The second workshop, Ship Time & Shoreline, took place over a week in July. Marine educators and scientists took teachers on daily excursions using research vessels and kayaks into area waters along marsh shorelines. They engaged in a wide variety of data collection activities, from assessing water quality and analyzing sediment cores to extracting burrowed fiddler crabs and netting minnows and small birds. After mornings in the field, they returned to the lab for analysis work. Each day ended with discussions on sharing the data with their classroom students. Drs. Linda Hooper-Bui, Sabrina Taylor (LSU AgCenter), John Marton (Louisiana Universities Marine Consortium – LUMCON) along with Tiffany Warner (LSU) and Wendy Morrison (LUMCON) participated in this program.

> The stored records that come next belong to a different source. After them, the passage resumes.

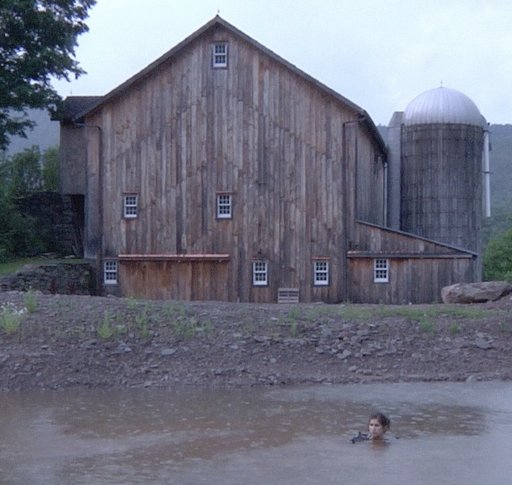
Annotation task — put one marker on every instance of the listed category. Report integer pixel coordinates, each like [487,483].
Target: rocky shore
[57,342]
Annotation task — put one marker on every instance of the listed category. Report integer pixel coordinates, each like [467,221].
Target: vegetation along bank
[63,341]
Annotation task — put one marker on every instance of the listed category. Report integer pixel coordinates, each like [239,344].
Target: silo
[441,168]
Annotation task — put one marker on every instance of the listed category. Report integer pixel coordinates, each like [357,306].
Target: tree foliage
[37,43]
[498,258]
[21,175]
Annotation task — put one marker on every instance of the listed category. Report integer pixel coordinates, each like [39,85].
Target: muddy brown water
[443,433]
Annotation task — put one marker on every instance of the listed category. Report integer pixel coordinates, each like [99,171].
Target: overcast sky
[379,54]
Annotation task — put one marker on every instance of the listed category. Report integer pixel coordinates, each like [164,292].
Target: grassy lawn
[11,267]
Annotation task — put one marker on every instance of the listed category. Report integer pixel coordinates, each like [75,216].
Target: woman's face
[375,429]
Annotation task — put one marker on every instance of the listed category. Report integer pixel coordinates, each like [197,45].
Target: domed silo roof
[442,105]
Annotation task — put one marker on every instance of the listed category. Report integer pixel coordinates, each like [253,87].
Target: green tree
[498,258]
[25,172]
[18,235]
[37,42]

The third three-day workshop in October, In-Depth Investigations, went beyond the marsh edge environments to explore deep water habitats of the Gulf of Mexico. In-Depth Investigations included classroom simulations of real-life challenging situations that researchers often face when conducting work at sea. The teachers’ mission for this exercise was to measure the sea floor depth, but with an added twist: they pulled scenarios from a box – hurricane, sick crew, late departure – and then adjusted their plans accordingly. The experience of dealing with frustrating and difficult situations helped teachers understand that scientists have to think on their feet to get things done.
Teachers came away from these experiences eager to relay what they learned to their students. Teachers also increased their working knowledge about oceanography, research themes within ocean science, technologies used in ocean research, and careers related to ocean science. Conover described the longer-term benefits of these types of real-world science experiences, “Understanding all these help educators increase student interest in ocean science and in related fields. Those students will one day make future advances in science or technology.”
This research was made possible in part by a grant from BP/The Gulf of Mexico Research Initiative (GoMRI) to the Coastal Waters Consortiumdirected by the Louisiana Universities Marine Consortium. The GoMRI is a 10-year, $500 million independent research program established by an agreement between BP and the Gulf of Mexico Alliance to study the effects of the Deepwater Horizon incident and the potential associated impact of this and similar incidents on the environment and public health.